ICML Conference 2014 Conference Paper

Gaussian Processes for Bayesian Estimation in Ordinary Differential Equations

  • David Barber
  • Yali Wang

Bayesian parameter estimation in coupled ordinary differential equations (ODEs) is challenging due to the high computational cost of numerical integration. In gradient matching a separate data model is introduced with the property that its gradient can be calculated easily. Parameter estimation is achieved by requiring consistency between the gradients computed from the data model and those specified by the ODE. We propose a Gaussian process model that directly links state derivative information with system observations, simplifying previous approaches and providing a natural generative model.

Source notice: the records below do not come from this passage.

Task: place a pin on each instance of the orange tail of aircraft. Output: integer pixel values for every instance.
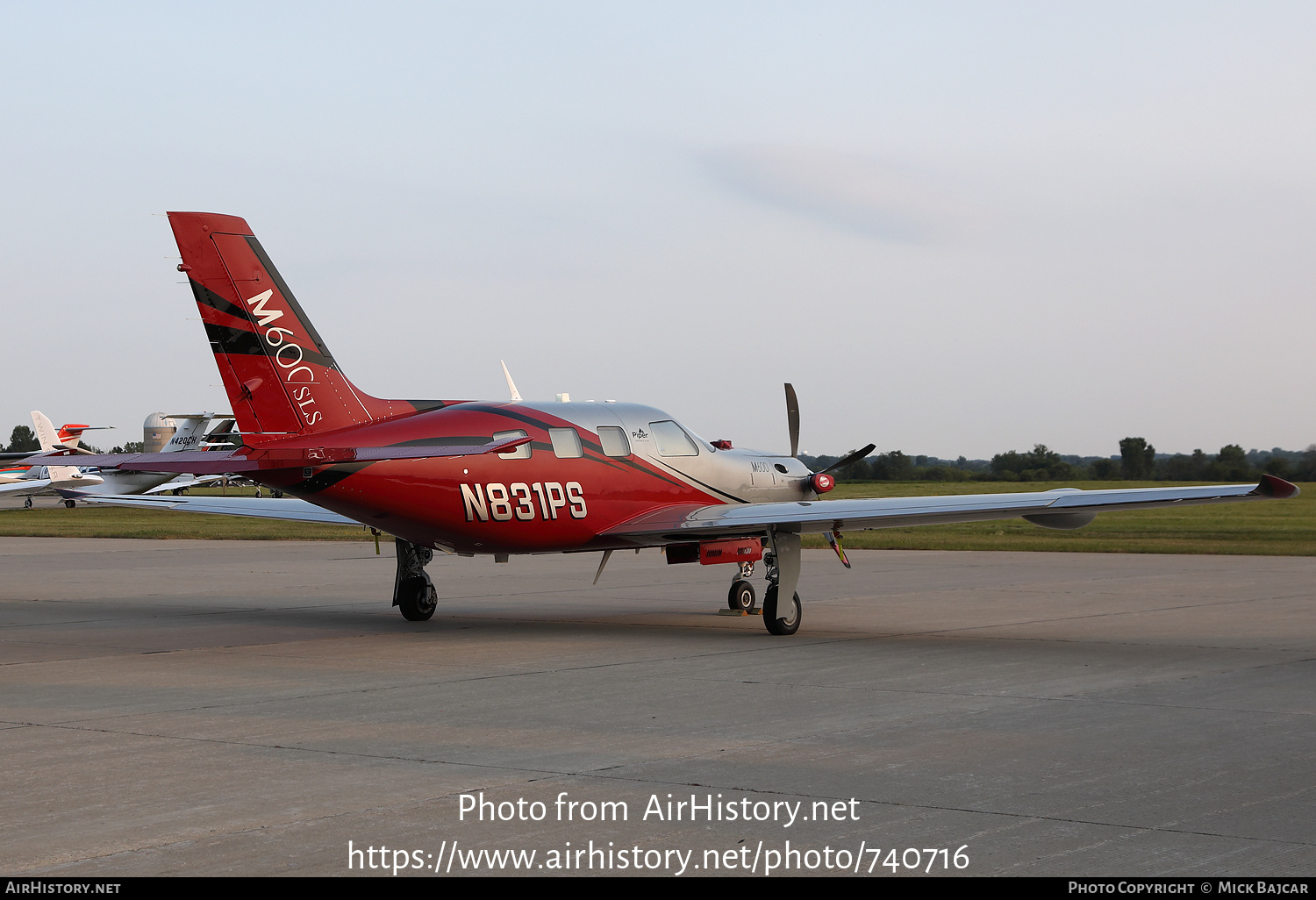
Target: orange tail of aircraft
(276, 370)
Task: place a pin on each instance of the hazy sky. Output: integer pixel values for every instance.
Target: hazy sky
(957, 228)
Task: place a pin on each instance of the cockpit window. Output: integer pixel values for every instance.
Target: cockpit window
(671, 439)
(515, 453)
(613, 441)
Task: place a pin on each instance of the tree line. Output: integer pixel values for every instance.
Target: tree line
(1137, 461)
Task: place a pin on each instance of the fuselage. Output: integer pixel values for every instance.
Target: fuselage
(587, 468)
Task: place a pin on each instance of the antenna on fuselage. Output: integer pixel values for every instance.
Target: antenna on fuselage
(511, 386)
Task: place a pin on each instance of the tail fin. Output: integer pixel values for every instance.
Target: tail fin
(279, 375)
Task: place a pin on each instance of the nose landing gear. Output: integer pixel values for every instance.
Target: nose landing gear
(783, 574)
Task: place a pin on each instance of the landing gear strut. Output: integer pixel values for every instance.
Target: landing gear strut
(413, 592)
(783, 574)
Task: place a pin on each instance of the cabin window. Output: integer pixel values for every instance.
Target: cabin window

IJCAI Conference 2013 Conference Paper

A KNN Based Kalman Filter Gaussian Process Regression

  • Yali Wang
  • Brahim Chaib-draa

The standard Gaussian process (GP) regression is often intractable when a data set is large or spatially nonstationary. In this paper, we address these challenging data properties by designing a novel K nearest neighbor based Kalman filter Gaussian process (KNN-KFGP) regression. Based on a state space model established by the KNN driven data grouping, our KNN-KFGP recursively filters out the latent function values in a computationally ef- ficient and accurate Kalman filtering framework. Moreover, KNN allows each test point to find its strongly correlated local training subset, so our KNN-KFGP provides a suitable way to deal with spatial nonstationary problems. We evaluate the performance of our KNN-KFGP on several synthetic and real data sets to show its validity.

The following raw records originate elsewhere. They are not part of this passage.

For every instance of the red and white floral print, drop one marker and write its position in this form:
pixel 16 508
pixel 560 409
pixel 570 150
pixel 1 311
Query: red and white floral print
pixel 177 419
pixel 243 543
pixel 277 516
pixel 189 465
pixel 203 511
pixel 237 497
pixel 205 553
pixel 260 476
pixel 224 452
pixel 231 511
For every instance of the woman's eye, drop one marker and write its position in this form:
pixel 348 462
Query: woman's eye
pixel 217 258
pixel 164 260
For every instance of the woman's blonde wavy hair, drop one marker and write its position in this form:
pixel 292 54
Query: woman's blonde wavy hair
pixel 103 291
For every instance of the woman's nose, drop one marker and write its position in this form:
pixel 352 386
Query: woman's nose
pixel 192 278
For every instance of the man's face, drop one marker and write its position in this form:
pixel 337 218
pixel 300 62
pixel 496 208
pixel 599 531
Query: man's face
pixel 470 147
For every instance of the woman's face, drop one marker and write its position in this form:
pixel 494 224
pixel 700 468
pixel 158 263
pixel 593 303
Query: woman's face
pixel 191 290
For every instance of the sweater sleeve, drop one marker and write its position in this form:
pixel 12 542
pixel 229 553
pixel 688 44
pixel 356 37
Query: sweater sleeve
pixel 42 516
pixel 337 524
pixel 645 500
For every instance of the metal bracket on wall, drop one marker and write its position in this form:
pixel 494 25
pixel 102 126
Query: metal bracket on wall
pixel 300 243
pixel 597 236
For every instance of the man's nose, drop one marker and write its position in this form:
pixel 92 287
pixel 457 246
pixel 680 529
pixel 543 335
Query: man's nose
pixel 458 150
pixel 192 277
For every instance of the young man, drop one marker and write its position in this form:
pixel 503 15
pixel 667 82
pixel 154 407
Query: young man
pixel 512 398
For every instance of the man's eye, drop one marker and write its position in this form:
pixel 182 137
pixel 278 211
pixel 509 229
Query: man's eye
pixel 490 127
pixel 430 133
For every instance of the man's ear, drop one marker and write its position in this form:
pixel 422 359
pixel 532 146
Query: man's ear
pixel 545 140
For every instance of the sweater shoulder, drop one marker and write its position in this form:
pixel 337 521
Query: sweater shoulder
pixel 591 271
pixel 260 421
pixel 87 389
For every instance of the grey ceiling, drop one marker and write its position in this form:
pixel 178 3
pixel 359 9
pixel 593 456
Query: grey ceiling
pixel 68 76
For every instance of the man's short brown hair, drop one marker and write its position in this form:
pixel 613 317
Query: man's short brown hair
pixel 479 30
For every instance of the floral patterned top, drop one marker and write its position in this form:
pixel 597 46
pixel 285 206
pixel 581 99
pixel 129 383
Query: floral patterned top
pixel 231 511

NeurIPS Conference 2012 Conference Paper

A Marginalized Particle Gaussian Process Regression

  • Yali Wang
  • Brahim Chaib-draa

We present a novel marginalized particle Gaussian process (MPGP) regression, which provides a fast, accurate online Bayesian filtering framework to model the latent function. Using a state space model established by the data construction procedure, our MPGP recursively filters out the estimation of hidden function values by a Gaussian mixture. Meanwhile, it provides a new online method for training hyperparameters with a number of weighted particles. We demonstrate the estimated performance of our MPGP on both simulated and real large data sets. The results show that our MPGP is a robust estimation algorithm with high computational efficiency, which outperforms other state-of-art sparse GP methods.

ICRA Conference 2012 Conference Paper

An adaptive nonparametric particle filter for state estimation

  • Yali Wang
  • Brahim Chaib-draa

Particle filter is one of the most widely applied stochastic sampling tools for state estimation problems in practice. However, the proposal distribution in the traditional particle filter is the transition probability based on state equation, which would heavily affect estimation performance in that the samples are blindly drawn without considering the current observation information. Additionally, the fixed particle number in the typical particle filter would lead to wasteful computation, especially when the posterior distribution greatly varies over time. In this paper, an advanced adaptive nonparametric particle filter is proposed by incorporating gaussian process based proposal distribution into KLD-Sampling particle filter framework so that the high-qualified particles with adaptively KLD based quantity are drawn from the learned proposal with observation information at each time step to improve the approximation accuracy and efficiency. Our state estimation experiments on univariate nonstationary growth model and two-link robot arm show that the adaptive nonparametric particle filter outperforms the existing approaches with smaller size of particles.